In short, the answer is no. Physiotherapy does not need to be painful to be effective. Unfortunately Physiotherapists have a reputation for providing painful treatments. This is shame as for some people, this may represent a barrier to seeking treatment. I don’t provide the typically “torturous treatments” to my patients because;

  • it is unnecessary

  • it might actually impede recovery/rehabilitation

I go to great lengths to explain to every patient I treat that hands on treatment (massage, mobilisation etc) does not need to be painful in order to be effective. I am happy to apply heavier forces if the patient prefers a heavier sense of pressure. But the key is that this is the patient's informed choice. 

I don't know how or why it became the norm for Physiotherapists to inflict pain on patients. But it does seem that that it is the norm. I assume it boils down to some sort of misguided application of a "more is better" principle. There's also the fact that many people prefer a hard, perhaps even painful treatment. The important question though is why. Why would a patient prefer painful treatment? Is it because they don't know that there is an alternative? I suspect the answer is yes. But why would a patient think that the only good physio treatment is painful treatment?

I place the blame primarily at the feet of us, the healthcare providers. I think we lead patients on all sorts of therapeutic misadventure when we commence aggressive treatment regimes that aim to "break adhesions" in fascia, "lengthen muscle" or "release knots". Here is the problem. If the Physio is proceeding from an assumption that a patient's symptoms  (pain/tightness) is a product of muscle/fascia tightness, it makes sense to do things (stretch, poke, massage) the muscle and fascia so as to reduce the tension, thereby relieving pain, right? But...

The tension in any muscle is dictated entirely by the nerve signals that are sent to it along the motor nerve that attaches to the muscle. For example, if my arm is at rest, my biceps muscle is relatively floppy versus when i am carrying a 5kg weight. When I'm carrying a 5kg weight, my biceps muscle is receiving a steady stream of signals from my musculocutaneous nerve that keep the biceps muscle tense enough to support the 5kg load. It helps to think of any muscle as having a resting or "idling" tension, like a car engine idling away. When we need to up the tension to perform a physical task, the brain decides to up the tension of muscles to support the dynamic requirements of said task.

But what if the task was something more complex than carrying a 5kg object. What if the task was the protection of one of your joints? Let's say you've fallen off a ladder and broken your collarbone. What would your brain do to the muscles in and around the injured areas? Instinctively, you would cradle your arm close to your chest and you would avoid any movement. In other words, your brain would send out steady stream of instructions to your arm muscles saying "don't move, it's not safe".
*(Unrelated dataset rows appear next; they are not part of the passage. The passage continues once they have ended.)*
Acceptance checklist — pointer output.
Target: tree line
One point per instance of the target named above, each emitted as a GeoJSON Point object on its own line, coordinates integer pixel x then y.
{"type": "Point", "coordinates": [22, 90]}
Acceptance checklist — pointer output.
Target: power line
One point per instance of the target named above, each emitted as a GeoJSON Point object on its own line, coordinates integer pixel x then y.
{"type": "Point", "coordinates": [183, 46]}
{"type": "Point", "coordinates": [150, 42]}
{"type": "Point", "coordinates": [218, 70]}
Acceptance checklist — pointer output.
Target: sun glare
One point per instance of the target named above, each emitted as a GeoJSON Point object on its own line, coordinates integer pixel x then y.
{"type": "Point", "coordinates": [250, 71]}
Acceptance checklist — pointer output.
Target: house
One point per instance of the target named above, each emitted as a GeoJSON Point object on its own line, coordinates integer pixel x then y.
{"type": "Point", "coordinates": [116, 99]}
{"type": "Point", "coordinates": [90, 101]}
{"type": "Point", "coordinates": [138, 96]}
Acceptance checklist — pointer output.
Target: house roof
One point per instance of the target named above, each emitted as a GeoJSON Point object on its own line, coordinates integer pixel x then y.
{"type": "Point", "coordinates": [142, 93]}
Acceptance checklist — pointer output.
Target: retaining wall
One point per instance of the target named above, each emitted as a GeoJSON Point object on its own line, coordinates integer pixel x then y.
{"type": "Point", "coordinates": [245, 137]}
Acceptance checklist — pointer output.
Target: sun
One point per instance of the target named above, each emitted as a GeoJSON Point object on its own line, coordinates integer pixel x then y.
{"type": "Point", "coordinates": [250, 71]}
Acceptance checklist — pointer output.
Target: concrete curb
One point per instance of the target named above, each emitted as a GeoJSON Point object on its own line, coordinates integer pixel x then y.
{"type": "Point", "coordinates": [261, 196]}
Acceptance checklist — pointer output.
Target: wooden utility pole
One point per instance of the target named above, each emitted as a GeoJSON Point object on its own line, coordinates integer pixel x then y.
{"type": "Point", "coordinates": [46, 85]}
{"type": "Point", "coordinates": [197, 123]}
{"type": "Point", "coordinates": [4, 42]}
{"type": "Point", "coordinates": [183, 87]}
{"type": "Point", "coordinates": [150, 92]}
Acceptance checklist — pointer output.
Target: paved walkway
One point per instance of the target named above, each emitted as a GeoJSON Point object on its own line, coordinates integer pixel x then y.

While the example of a broken collarbone is a little dramatic, I think it helps to think of more run of the mill aches and pains in the same way. Nagging lower back pain for example probably leaves you feeling stiff and rigid. I think it helps to think of your sense of stiffness as a protective bracing of your lower back muscles. I'm sure you wouldn't me as a physio to aggressively crank your arm this way and that in an attempt to reduce the muscle tension that was protecting your broken collarbone, right? So why would you let me go to town and aggressively massage or mobilize the tissues in and around your sore lower back?

When we think of your symptoms as a manifestation of your body's own protective instincts, it allows us to move beyond the "no pain, no gain" treatment philosophy that has been the norm for so long in Physiotherapy. Instead of thinking "we need to get stuck into these knots in order for you to feel better", we can ask the question "what is it that is keeping these muscles in this protective state, and what can we do about it?" We can ask the question "Does it make sense to treat this really aggressively? Could painful treatment actually make this patient's system more sensitive and protective? Might that make their pain worse?"

I prefer to err on the side of not making my patients feel worse than they already do when they walk in the door. Physiotherapy should be about helping a patient's body move from a protective, sensitive, guarded and painful state, to one that is less protective, less sensitive and less guarded. Nearly always this will also result in a reduction in pain and increase in movement freedom.